Any input would be greatly appreciated.

Your friend in horse world,

Robert


----------



## Avna (Jul 11, 2015)

You can live in an RV while building a house. It is done all the time. You will be much happier, or at least your girlfriend will be, in a place you can clean, heat, wash dishes in a sink, and go to the bathroom without freezing to death. Getting a mobile home may be an even better idea, depending of the quality and size. 

If you are planning to build the house yourself, and have never done so, get a mobile home. It's going to take you awhile. Speaking as someone who has built a house. In your climate you can't mess around with half-done.


----------



## QtrBel (May 31, 2012)

There are laws about housing as part of a barn/facility. Insurance has a lot to say on the subject as well. I have friends with apartments in barns and had they not have been designed as a part of the whole and professionally built it would have been miserable as well as (in her state) uninsurable. Does the barn have a restroom connected to a septic system? If so you can connect the RV or plan on finding a location that you can dump. There are totables that you can load up on a small trailer and perhaps pay a fee at a local RV campground to dump there. I assume there is water. I would not put the RV in the barn or arena but would place it where it gets protection from the building. The dust and sand will be an issue if it is inside.


----------



## horselovinguy (Oct 1, 2013)

Temporary housing in a camping trailer or rv is done all the time for those who travel to_ warmer climates i_n winter months...
I would not be parking my housing inside my indoor arena when you are also going to be wanting to ride indoors...
You will need a full septic/sewer hook-up, a reliable water supply that won't freeze in Wyoming into your living accommodations and a fantastic insulated accommodation so you *not* freeze to death during winter.
Downfalls of doing what you consider is filth, dust, reduced air-flow and natural breezes along with flies, smell and air allergens you will be immersed in...not the best for your lungs 24/7.

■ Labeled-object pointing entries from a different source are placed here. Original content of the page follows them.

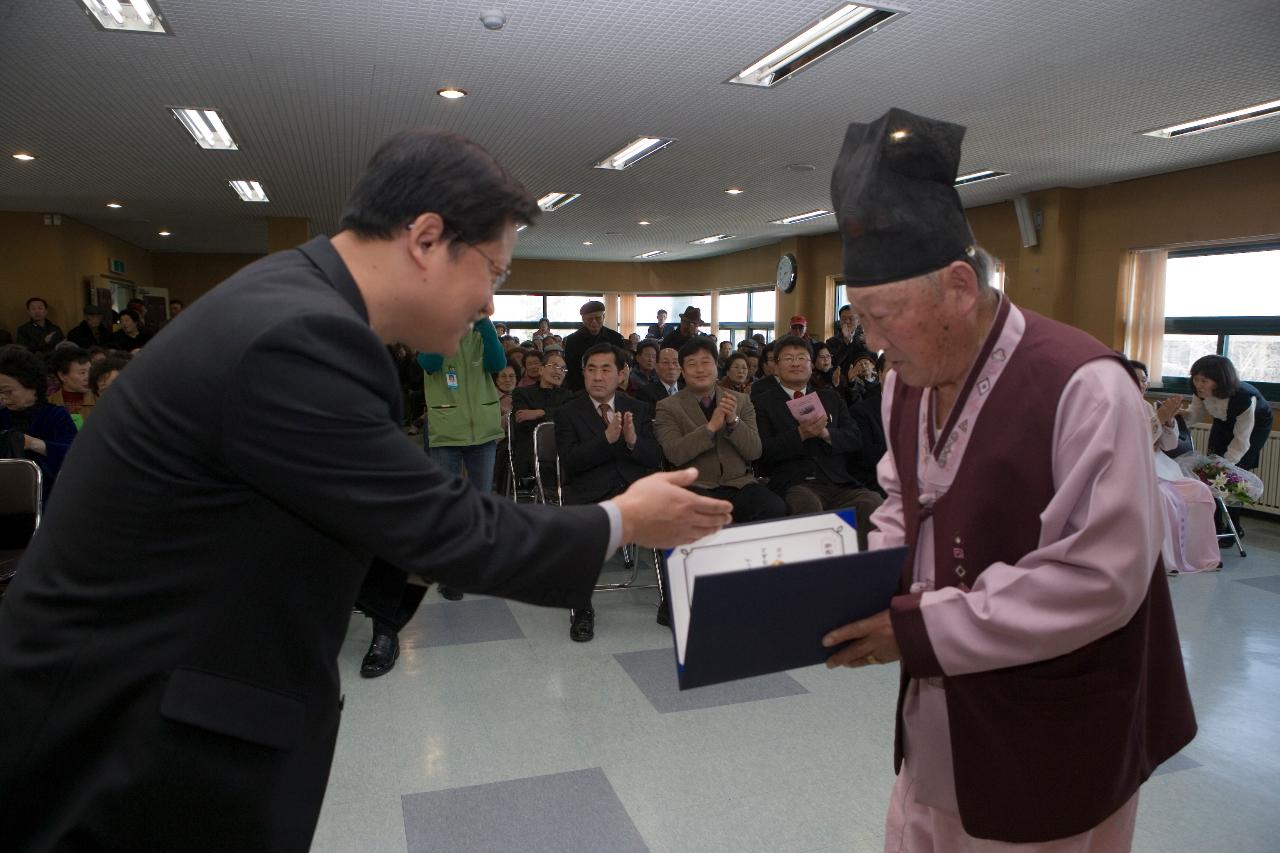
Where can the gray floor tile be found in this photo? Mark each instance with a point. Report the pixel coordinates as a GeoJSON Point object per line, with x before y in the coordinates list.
{"type": "Point", "coordinates": [571, 811]}
{"type": "Point", "coordinates": [654, 673]}
{"type": "Point", "coordinates": [457, 623]}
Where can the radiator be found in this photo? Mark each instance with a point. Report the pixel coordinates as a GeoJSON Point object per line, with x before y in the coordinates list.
{"type": "Point", "coordinates": [1269, 468]}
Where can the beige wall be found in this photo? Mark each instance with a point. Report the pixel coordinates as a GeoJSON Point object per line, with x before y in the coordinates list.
{"type": "Point", "coordinates": [54, 263]}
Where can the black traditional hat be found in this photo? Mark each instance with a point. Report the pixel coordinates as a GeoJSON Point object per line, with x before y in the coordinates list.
{"type": "Point", "coordinates": [895, 199]}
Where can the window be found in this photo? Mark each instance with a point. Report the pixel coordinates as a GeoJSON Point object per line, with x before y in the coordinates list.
{"type": "Point", "coordinates": [746, 313]}
{"type": "Point", "coordinates": [673, 304]}
{"type": "Point", "coordinates": [521, 311]}
{"type": "Point", "coordinates": [1224, 301]}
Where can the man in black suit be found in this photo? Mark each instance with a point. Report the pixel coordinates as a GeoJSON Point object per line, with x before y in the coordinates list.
{"type": "Point", "coordinates": [808, 460]}
{"type": "Point", "coordinates": [606, 443]}
{"type": "Point", "coordinates": [179, 690]}
{"type": "Point", "coordinates": [670, 382]}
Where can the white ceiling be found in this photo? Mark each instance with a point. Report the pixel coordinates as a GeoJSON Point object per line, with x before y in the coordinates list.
{"type": "Point", "coordinates": [1052, 92]}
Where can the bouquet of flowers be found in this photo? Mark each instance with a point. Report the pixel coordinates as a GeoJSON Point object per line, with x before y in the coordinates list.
{"type": "Point", "coordinates": [1230, 483]}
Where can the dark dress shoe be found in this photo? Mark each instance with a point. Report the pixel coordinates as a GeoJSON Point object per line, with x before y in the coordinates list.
{"type": "Point", "coordinates": [663, 614]}
{"type": "Point", "coordinates": [581, 626]}
{"type": "Point", "coordinates": [380, 656]}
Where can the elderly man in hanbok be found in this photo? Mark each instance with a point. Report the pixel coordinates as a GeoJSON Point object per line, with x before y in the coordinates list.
{"type": "Point", "coordinates": [1041, 675]}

I repeat..._Downfalls of doing what you consider is filth, dust, reduced air-flow and natural breezes along with flies, smell and air allergens you will be immersed in...not the best for your lungs 24/7._
You think you could do this, want this but when it is a possible no end in sight living arrangement I believe this would become old fast.
If it were me, as temporary housing fine, well, maybe...a definite date of done a must for me.
I would either site build during the wait time or have installed a manufactured home so "instant" home that is a real home you will want when you consider all the things you will do without or need to go elsewhere for for comforts of home.
Better insulation, ability to have friends in your home for a day/evening, guests over and stay a night...just the ability to get out of each others face and have some space of your own...
The ability to bar-b-que, sit outside and not have to have a horse stomping noise in your ear, flies pestering you or just seeing the chores always needing done looking you in the face.
Just being able to have a some yard without horse attached is nice _{my horses live on my land with a grass yard buffer zone between us}_
Interim is fine, permanent would _not_ be for me...
More importantly...
Look into your area fire and zoning codes...bet there is a reason the previous owner removed stalls and a existing building... :|
I can't imagine undoing if it looked at all like what your pictures depicted, _not willingly_...something went wrong.
Do your homework thoroughly...
And get a building inspector to inspect that place very carefully_* pre-purchase.*_
Electrical and plumbing able to support living accommodation _*is*_ far different than supporting a barn and the small needs that requires.
:runninghorse2:...
_jmo..._


----------



## Chevaux (Jun 27, 2012)

I think horslovinguy has covered things well.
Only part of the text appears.